Prinsip pertama dari mabadi’ khaira ummah adalah al-shidq artinya jujur. Prinsip ini mengandung pengertian kejujuran/kebenaran, kesungguhan, dan keterbukaan. Kejujuran/kebenaran adalah kesesuaian antara pikiran, perkataan, dan perbuatan.

Sehingga dalam diri manusia terdapat korelasi antara ide, konseptualisasi, dan implementasi. Prinsip kejujuran secara otomatis akan mengikis sikap inkonsistensi, oportunitas, distorsitas dan manipulasi. Setiap orang dituntut untuk jujur kepada diri sendiri, kepada sesama, dan kepada Allah.

Allah berfirman, “Wahai orang-orang yang beriman, bertakwalah kepada Allah dan hendaklah kalian bersama orang-orang yang benar.” (QS. al-Taubah: 119). Allah juga berfirman: “Mereka itulah orang yang bersungguh-sungguh dan mereka itulah orang yang bertakwa.” (QS. al-Baqarah: 177).

Al-shidq juga mengandung pemahaman transparansi, yaitu terbuka kepada orang lain kecuali dalam persoalan krusial yang menuntut untuk dirahasiakan demi kebaikan bersama. Keterbukaan ini dapat menjaga kohesivitas kelompok sekaligus menjamin berjalannya fungsi kontrol. Sedangkan al-shidq dalam arti kesungguhan mendorong manusia agar serius, profesional dan bertanggung jawab dalam melaksanakan berbagai upaya dan tugas.

Kedua, al-amanah wa al-wafa bil-‘ahdi. Prinsip ini berasal dari dua kata, yaitu al-amanah yang artinya beban yang harus dilaksanakan. Sedangkan alwafa’ bi al-‘ahdi berarti pemenuhan atas komitmen. Al-amanah mempunyai kandungan arti lebih luas, karena menyangkut pemenuhan semua beban, baik tugas yang terkait dengan perjanjian maupun tidak. Sedangkan al-wafa’ bi al-‘ahdi hanya pemenuhan tugas yang terkait dengan perjanjian. Secara keseluruhan prinsip ini mengandung pengertian dapat dipercaya, setia, dan pemenuhan komitmen. Maka manusia dituntut untuk berupaya menjadi pribadi yang dapat dipercaya dengan cara menepati semua komitmen yang telah dibuatnya, baik yang berkaitan dengan agama maupun sosial. Manusia juga dituntut untuk menjadi pribadi yang setia, patuh dan taat kepada Allah dan penguasa. Artinya, seseorang harus melakukan pemihakan terhadap Allah, Rasulullah dan penguasa yang baik dan adil.

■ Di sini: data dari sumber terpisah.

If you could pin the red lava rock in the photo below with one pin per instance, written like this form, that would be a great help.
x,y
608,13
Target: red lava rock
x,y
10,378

Kepercayaan membutuhkan konsistensi tanggung jawab. Sedangkan tepat janji merupakan komitmen atas kesepakatan dan kesungguhan melaksanakannya, baik komitmen yang bersifat pribadi dan sosial maupun agama. Allah berfirman, “Sesungguhnya Allah memerintahkan kamu sekalian untuk menyampaikan amanat kepada yang berhak menerimanya.” (QS. al-Nisa’: 58)

Ketiga, al-‘adalah yang artinya keadilan. Prinsip keadilan mengandung pengertian obyektif, proporsional, dan taat asas. Prinsip keadilan ini mendorong setiap manusia untuk berpegang kepada kebenaran obyektif dan bertindak proporsional. Bersikap adil secara otomatis mencita-citakan kebaikan di muka bumi. Sebab hanya dengan keadilan akan terwujud sebuah obyektifitas, proporsionalitas, dan supremasi hukum. Prinsip al-‘adalah juga memberikan implikasi terwujudnya komitmen terhadap penegakan supremasi hukum dan kebijakan yang mengacu kepada rasionalitas Karena itu prinsip keadilan dan kebaikan merupakan dua sisi mata uang yang harus diperjuangkan bersama-sama. Allah berfirman, “Sesungguhnya Allah memerintahkan kalian untuk berbuat adil dan kebaikan.” (QS. al-Nahl: 90). Kehilangan sikap adil akan melahirkan distorsitas dan egoisitas yang mampu mendatangkan kekacauan dan perselisihan.

Keempat, al-ta’awwun yang artinya tolong menolong (mutual help). Prinsip ini mengandung pengertian tolong menolong, setia kawan, dan gotong royong dalam mewujudkan kebaikan dan ketakwaan. (Imam Mawardi mengaitkan pengertian al-birr (kebaikan) dengan kerelaan manusia, sedangkan al-taqwa (ketakwaan) dengan kerelaan Allah. Lihat Keputusan Munas Alim Ulama, op. cit. hal. 92.)

Maksudnya, manusia sebagai makhluk sosial tidak dapat hidup tanpa berinteraksi dengan masyarakat sekitarnya.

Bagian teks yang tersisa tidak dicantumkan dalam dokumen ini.